Many of us are familiar with Google Translate, translation applications for travellers’ smartphones and the instruction manuals of various devices and products. They utilise machine translation.
Professional translators also make use of machines. Training a computer to translate between two specific languages takes millions of sentences or billions of words worth of text. Maarit Koponen, a postdoctoral researcher at the University of Helsinki, is investigating which errors made by machines lead to misunderstandings and how those mistakes could be identified.
Algorithms make machine translation software
The learning algorithms behind machine translation are called artificial intelligence, but machines are not intelligent in the way humans or the super AIs of science-fiction films are.
“Translation systems process strings of characters,” Koponen explains.
There are a range of such systems, but the algorithms underlying all of them are of the same kind. Neural networks, the current buzzword in machine translation research, are systems with a certain type of learning algorithm on several levels. Text entered into the system is transformed into numerical format by the algorithm. This way, the system learns about the context in which the words are used.

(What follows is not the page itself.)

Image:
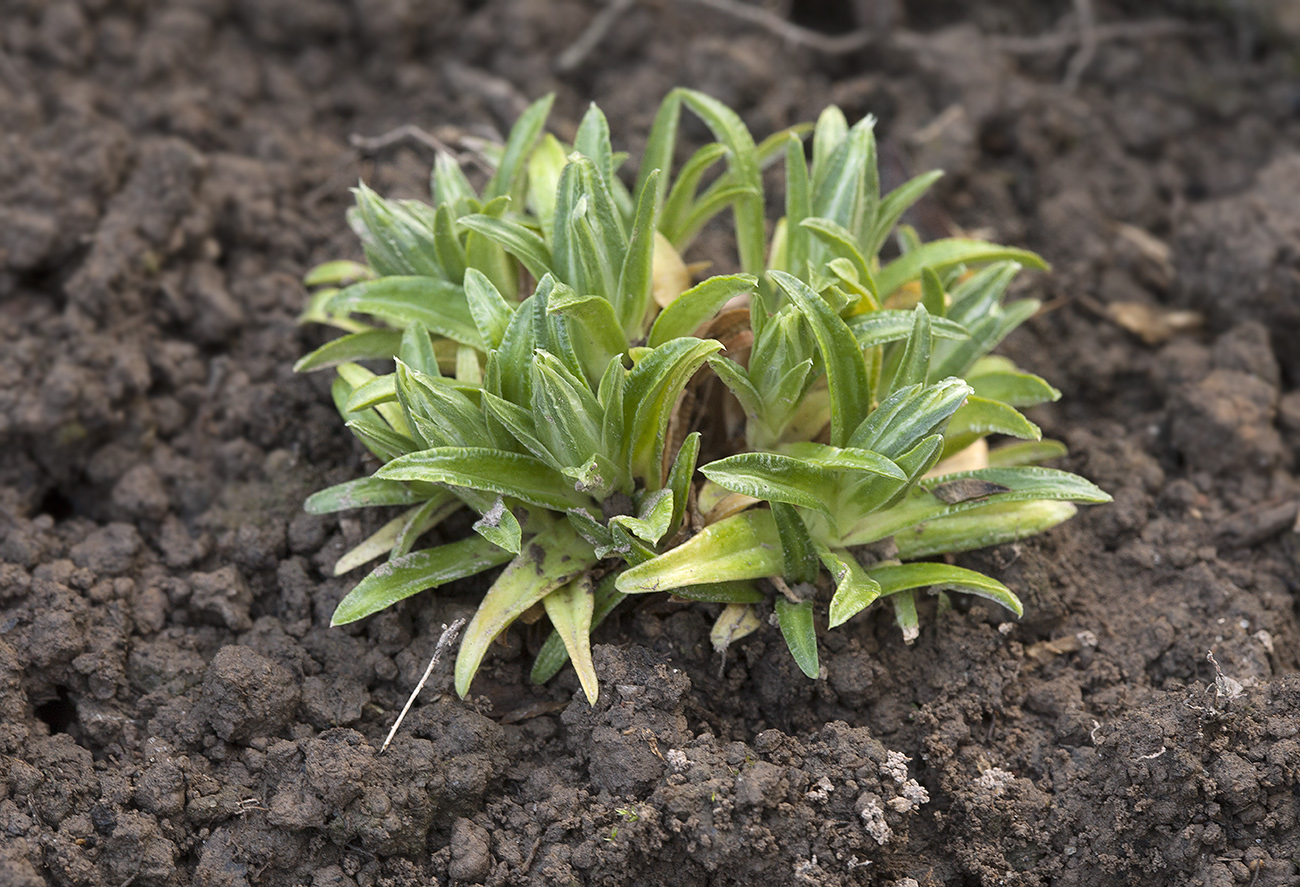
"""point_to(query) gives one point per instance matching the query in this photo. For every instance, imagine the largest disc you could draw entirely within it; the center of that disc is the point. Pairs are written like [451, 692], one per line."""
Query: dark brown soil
[176, 709]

“Surprisingly good results have been achieved with neural networks: the quality of machine translations has improved enormously in the past few years.”
Applying machine translation to small languages is more difficult than in the case of widely spoken languages; the quality is usually better if either the source or target language is English, since there is so much English-language material to feed to the machine.
According to Koponen, efforts in the field are most advanced in the translation of written text with the help of machines. However, the same technique can be applied to translating speech. This involves speech recognition. First, speech is converted into text, which is then translated. Finally, the translated text is converted back to speech.
What about visual narrative, can it be translated with machines? This is precisely what a project in which Koponen is a participant is investigating.
“Our goal is to bring visual information, movement and narrative under the sphere of machine translation: First, the machine produces a written description of the content of a video, presented in the form of a narrative. Subsequently, this description is machine-translated into various languages. There's plenty of challenge there.”
Translation software is a tool
Maarit Koponen asserts that, in terms of the benefits of machine translation, there are two principal perspectives: professional translation and the increase of accessibility.
“In Finland, professional translators don’t use machine translation a lot, since software that translates into Finnish have not provided very good quality. But globally, this working method has already become established, and it is trending also here. Machine translation boosts productivity: if the version completed by the machine is good enough to the extent that a final version can be produced by editing, it can be used as the basis. This makes it possible to translate more content faster.”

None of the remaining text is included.